Le ministre délégué au numérique Jean-Noël Barrot va présenter demain matin en conseil des ministres son projet de loi de régulation et de sécurisation de l'espace numérique. Ce grand chantier vise à rétablir la confiance des citoyens dans le numérique avec plusieurs mesures phares comme le filtre anti-arnaque, le blocage des sites pornographiques qui ne vérifierait pas l'âge des visiteurs ou encore la fin des frais de transfert dans le cloud. Décryptage.C'est le grand chantier du mandat de Jean-Noël Barrot, ministre délégué chargé de la transition numérique et des télécommunications : le projet de loi visant à « réguler et sécuriser l'espace numérique » sera présenté ce mercredi matin en conseil des ministres. Condensé de plusieurs mesures discutées ces derniers mois, il vise à éradiquer les comportements qui « sapent la confiance des citoyens dans le numérique et leur font questionner la transition numérique », dixit le ministre, lors d'une conférence de presse.
Le texte, présenté comme transpartisan, adresse pêle-mêle les problèmes du phishing, du cyberharcèlement, de l'accès à la pornographie par les mineurs ou encore de la concurrence sur le marché du cloud. Le projet se nourrit des récentes textes européens de régulation des plateformes (le DSA et le DMA), de rapports parlementaires (sur la souveraineté numérique et sur la pornographie), et de contributions du conseil national de la refondation (la consultation citoyenne lancée fin 2022). Les mesures qu'il porte -encore imprécises sur certains détails techniques- devraient être discutées au parlement dès cet été.
Des mesures pour «protéger le citoyen»
Comme le rappelle le ministère, la cybermalveillance frappe avant tout les citoyens les plus vulnérables : personnes âgées, enfants et personnes moins éduquées aux enjeux du numérique. « 18 millions de français en ont été victimes d'un acte cybermalveillant, dont la moitié a perdu de l'argent ou subi une usurpation d'identité au passage », chiffre Jean-Noël Barrot.

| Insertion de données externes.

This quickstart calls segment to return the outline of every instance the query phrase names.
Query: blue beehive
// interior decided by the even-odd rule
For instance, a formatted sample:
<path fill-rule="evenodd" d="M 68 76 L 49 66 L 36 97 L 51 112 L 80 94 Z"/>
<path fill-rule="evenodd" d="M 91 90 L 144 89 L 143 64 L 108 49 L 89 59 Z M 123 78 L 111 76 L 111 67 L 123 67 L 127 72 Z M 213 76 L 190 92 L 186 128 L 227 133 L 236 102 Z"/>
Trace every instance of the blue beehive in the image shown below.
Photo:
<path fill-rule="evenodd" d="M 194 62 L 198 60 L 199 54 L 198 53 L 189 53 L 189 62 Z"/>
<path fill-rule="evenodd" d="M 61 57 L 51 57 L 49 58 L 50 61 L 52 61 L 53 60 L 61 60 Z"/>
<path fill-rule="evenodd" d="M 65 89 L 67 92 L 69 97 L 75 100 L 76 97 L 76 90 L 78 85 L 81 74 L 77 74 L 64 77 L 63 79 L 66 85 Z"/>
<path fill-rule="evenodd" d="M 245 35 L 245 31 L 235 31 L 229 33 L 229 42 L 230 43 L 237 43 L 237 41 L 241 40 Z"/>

Pour adresser ce problème et « couper le mal à la racine », le projet de loi prévoit la mise en place d'un filtre anti-arnaque, un dispositif issu d'une promesse de campagne d'Emmanuel Macron, dont les contours ont été esquissés fin 2022. Concrètement, il prendra la forme de message de prévention envoyé par les navigateurs (Chrome, Safari, Edge, Firefox...) ou les fournisseurs d'accès à Internet (Orange, Free, Bouygues...) lors de la visite d'un site malveillant. Pour déterminer quels sites bloquer, le dispositif s'appuiera sur une liste noire constituée en temps réel par les différentes autorités cyber, comme le Cybergend, l'OCLCTIC ou encore l'AMF. Avec ce filtre, le gouvernement espère empêcher les épidémies de victimes d'arnaques au colis, à la Carte vitale ou encore à la vignette Crit'Air, entre autres.